The time and effort required to obtain cyber insurance is increasing significantly for US organizations, with the number of companies requiring six months or more rising year over year. That’s according to Delinea’s 2023 State of Cyber Insurance report, based on a survey of more than 300 organizations. The research highlights a significant gap between insurance carriers and businesses that are scrambling to get affordable, comprehensive coverage, while many organizations are continuing to invest in cybersecurity solutions to meet requirements for cyber insurance policies.
Separate Forrester research recently found that while most enterprise security technology decision-makers have some kind of cyber insurance coverage, only 26% have a standalone policy. What’s more, cyber insurance has an impact on service provider selection, with insurance carriers typically maintaining a panel of preferred providers in areas like incident response, ransomware negotiation, and payments. Almost three-quarters (70%) of enterprises with cyber coverage said their insurance carrier required them to select from their panel of providers, according to the research.
The cyber insurance landscape has seen significant change recently. As the frequency and severity of ransomware, phishing, and denial-of-service (DoS) attacks have increased, demand for and conditions relating to coverage have evolved. Policies are becoming more diverse, complex, expensive, and harder to qualify for, presenting CISOs and their organizations with new challenges and considerations for optimal cyber insurance investment.
More time and effort required to get cyber insurance
The time and effort to obtain cyber insurance is increasing for many of the organizations surveyed in Delinea’s report. The percentage of respondents reporting that the process to get cyber insurance took more than six months increased from 0.46% in 2022 to 7% in 2023.
Insurance questionnaires and calls with risk analysts require significant knowledge of IT systems, forcing staff to take time away from keeping systems running and supporting employees/customers to answer them, according to the report. Furthermore, internal-only assessments may not be good enough for insurance companies to take on risks, with many companies also needing external support to obtain cyber insurance. More than half of respondents said that providers require them to conduct an external evaluation, and 55% had to use a provider-approved solution.

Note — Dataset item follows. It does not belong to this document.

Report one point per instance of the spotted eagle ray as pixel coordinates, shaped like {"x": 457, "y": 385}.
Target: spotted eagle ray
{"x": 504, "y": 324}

Cyber insurance rates increasing, companies still willing to invest
Almost eight out of ten respondents (79%) said their insurance rates increased upon application or renewal, with over two-thirds (67%) reporting that they increased 50% to 100%. Despite increases, boards of directors and executive management teams are mandating that companies obtain cyber insurance, with 81% of respondents allocated additional budget to get cover. A contributing element is the need to invest in cybersecurity solutions to meet increasing requirements for cyber insurance, the report said. Almost all (96%) organizations purchased at least one security solution before their application was approved. About half of respondents reported purchasing identity and access management (IAM), privileged access management (PAM), and multi-factor authentication (MFA) tools, as required by their cyber insurance policies.
Growing list of exclusions could void cover, deny claims
Even if organizations do get or renew cyber insurance policies, there is an increasing list of exclusions that could void coverage or see claims denied/reduced because of the fine print, according to the report. These include lack of security protocols (43%), human error (38%), acts of war (33%), and not following proper compliance procedures (33%). The lack of security protocols is the top reason smaller organizations had claims denied, noted by 40% of respondents, while human error is the top reason larger organizations had claims denied, noted by 48% of respondents.
The report also indicated that cyber insurance may not cover all costs involved in a data breach, with policies least likely to pay for lost revenue, regulatory fines, legal fees, and ransomware payments. Respondents said expenses most likely to be recouped were those spent on data recovery. However, data recovery can mean different things to different insurers and in different situations.